Die Krankenkassen verlangen im Falle eines Menschen, der ins andere Geschlecht wechseln will, ein Testjahr. Sie fordern, dass der Kandidat und - zwar vor jedweder Art medizinischer Behandlung – ein Jahr in seinem Zielgeschlecht lebt. Als Lena zu Lennart wird, bindet er sich die Brüste ab, die nicht, die nie zu ihm gepasst haben. Steht aufrecht. Ist angekommen. Der beste Tag überhaupt.
Arbeitsbekanntschaften: "Junger Mann mit hoher Stimme"

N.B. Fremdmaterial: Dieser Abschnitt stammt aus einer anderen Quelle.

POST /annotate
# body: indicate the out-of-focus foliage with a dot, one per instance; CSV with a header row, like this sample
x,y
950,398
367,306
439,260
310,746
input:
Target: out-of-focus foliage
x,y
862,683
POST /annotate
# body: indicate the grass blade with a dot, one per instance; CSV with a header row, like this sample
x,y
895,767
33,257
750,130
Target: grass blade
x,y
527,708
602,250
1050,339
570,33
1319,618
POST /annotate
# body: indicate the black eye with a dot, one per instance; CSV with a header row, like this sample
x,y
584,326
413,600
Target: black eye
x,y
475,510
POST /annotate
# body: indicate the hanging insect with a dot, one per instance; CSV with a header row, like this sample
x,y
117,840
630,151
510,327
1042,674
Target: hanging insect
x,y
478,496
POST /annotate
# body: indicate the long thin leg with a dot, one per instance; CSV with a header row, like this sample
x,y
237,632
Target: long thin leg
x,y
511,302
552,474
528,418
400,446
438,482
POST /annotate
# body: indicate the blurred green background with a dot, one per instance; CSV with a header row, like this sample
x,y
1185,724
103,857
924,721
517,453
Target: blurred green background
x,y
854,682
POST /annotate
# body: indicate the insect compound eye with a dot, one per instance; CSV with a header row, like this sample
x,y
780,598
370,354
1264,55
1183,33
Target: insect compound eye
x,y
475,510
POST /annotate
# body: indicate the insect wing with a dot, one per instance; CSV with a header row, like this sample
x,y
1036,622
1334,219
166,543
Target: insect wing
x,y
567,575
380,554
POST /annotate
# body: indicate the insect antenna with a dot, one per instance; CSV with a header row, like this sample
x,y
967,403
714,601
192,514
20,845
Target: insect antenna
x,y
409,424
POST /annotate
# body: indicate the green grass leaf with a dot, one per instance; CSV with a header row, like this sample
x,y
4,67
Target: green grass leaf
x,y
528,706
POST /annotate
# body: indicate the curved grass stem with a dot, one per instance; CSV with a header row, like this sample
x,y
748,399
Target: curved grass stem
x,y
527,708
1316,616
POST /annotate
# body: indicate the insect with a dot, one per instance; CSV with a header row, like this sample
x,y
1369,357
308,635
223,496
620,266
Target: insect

Lennart hat insofern Glück, als er fast 1,80 Meter misst. Durch den Sport hat er Muskeln, auch das hilft. Noch während des Testjahrs nimmt Lennart einen Job im sozialen Bereich an. Die Betreuten hätten ihn fast alle als „jungen Mann mit hoher Stimme wahrgenommen“, erzählt er. Als das Testjahr zu Ende war und die Krankenkasse seinem Ersuchen auf Geschlechtsumwandlung zustimmte, wurde er zum „jungen Mann mit tiefer Stimme“.

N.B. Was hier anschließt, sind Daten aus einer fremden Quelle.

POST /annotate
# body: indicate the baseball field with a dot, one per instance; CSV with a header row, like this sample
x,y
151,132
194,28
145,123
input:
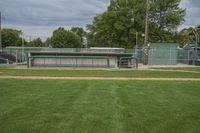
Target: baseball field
x,y
100,101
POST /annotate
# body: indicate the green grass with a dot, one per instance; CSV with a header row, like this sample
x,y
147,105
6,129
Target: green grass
x,y
61,106
196,69
98,73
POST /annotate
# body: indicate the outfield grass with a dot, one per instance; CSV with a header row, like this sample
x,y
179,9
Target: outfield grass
x,y
98,73
61,106
196,69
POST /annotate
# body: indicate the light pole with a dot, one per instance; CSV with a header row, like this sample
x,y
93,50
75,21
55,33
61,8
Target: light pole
x,y
22,45
145,62
0,33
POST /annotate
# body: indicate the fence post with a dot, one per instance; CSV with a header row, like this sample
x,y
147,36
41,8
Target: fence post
x,y
16,57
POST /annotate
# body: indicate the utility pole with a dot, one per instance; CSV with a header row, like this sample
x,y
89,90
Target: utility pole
x,y
145,62
147,23
0,33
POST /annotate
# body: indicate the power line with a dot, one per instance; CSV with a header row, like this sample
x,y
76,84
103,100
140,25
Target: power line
x,y
47,18
0,32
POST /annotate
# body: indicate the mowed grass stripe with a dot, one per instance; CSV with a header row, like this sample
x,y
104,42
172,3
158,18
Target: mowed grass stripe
x,y
99,78
58,106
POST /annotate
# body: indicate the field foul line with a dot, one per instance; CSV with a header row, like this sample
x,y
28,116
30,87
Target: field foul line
x,y
98,78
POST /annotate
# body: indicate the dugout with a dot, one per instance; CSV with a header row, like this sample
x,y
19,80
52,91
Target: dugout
x,y
94,57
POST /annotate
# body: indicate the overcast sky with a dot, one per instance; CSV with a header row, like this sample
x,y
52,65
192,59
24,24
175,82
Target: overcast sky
x,y
38,18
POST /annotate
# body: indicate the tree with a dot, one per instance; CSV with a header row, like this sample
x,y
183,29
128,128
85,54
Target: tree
x,y
80,32
37,42
65,39
117,26
11,37
165,17
48,43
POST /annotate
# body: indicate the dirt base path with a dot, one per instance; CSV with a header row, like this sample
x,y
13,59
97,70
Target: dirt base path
x,y
99,78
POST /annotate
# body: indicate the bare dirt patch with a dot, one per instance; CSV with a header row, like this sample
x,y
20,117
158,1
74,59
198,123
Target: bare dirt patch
x,y
98,78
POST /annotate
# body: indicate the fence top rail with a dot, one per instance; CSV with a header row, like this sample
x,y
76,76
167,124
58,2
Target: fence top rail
x,y
81,57
76,50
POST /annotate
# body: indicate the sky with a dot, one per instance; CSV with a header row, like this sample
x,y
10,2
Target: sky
x,y
38,18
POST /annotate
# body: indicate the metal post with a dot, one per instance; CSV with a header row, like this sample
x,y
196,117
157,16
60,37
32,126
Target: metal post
x,y
0,34
147,23
145,62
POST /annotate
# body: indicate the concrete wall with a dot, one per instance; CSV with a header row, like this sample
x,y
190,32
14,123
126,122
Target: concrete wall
x,y
74,62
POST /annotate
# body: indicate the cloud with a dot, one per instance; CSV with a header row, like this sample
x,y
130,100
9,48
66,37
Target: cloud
x,y
192,13
40,17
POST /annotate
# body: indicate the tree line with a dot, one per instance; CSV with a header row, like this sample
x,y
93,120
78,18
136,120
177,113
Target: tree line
x,y
117,27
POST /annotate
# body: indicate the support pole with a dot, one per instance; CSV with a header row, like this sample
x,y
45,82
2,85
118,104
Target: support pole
x,y
0,34
145,62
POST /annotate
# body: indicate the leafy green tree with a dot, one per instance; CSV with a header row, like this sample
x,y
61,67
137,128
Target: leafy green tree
x,y
117,26
37,42
65,39
48,43
80,32
165,17
11,37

Nur ein paar Wochen hatte er das vom Endokrinologen der Uni Würzburg verordnete Testosterongel täglich aufgetragen, da spürte er Veränderungen: Die Regel hörte praktisch sofort auf. Der Stimmbruch kam nach sechs Wochen. Sogar der Knochenbau veränderte sich ein Stück weit; die Schultern wurden breiter. Die Muskeln wuchsen. Barthaare sprossen; auch die Akne. Zu seinem großen Erstaunen wurde auch der Sexualtrieb wesentlich aktiver. „Das ist echt kein Märchen. Als Mann denkt man viel mehr dran, fühlt da mehr das Bedürfnis.“ Lennart entscheidet sich, kaum dass er volljährig ist, auch für die Mastektomie, das Entfernen der Brüste.Er ist jetzt optisch ein Mann - aber ein Mann ohne Penis, ohne Hoden. Die Möglichkeit eines Penis-Aufbaus verwirft er ; es handele sich um extrem riskante, große Operationen mit unsicherer Erfolgsgarantie
Lennart: "Sobald sie Bescheid wissen, rennen Frauen schreiend davon."
Jetzt, mit 20 Jahren, überlegt Lennart gerade, welcher Beruf zu ihm passen würde. Er hat Abi; ob er studiert, weiß er noch nicht. Er hat Freunde und Bekannte, die ihn mitsamt seiner Geschichte kennen. Für die Zukunft wünscht er sich eine Freundin, vielleicht später eine Familie. Er hofft, einmal die Frau zu finden, die ihn so akzeptiert, wie er ist. Aber das wird schwierig. „Ein paar Mal habe ich jetzt die Erfahrung gemacht, dass Frauen, sobald sie über mich Bescheid wissen, schreiend davonrennen.“ Lennart sagt, er wolle ein „normales Leben“. Ist das möglich?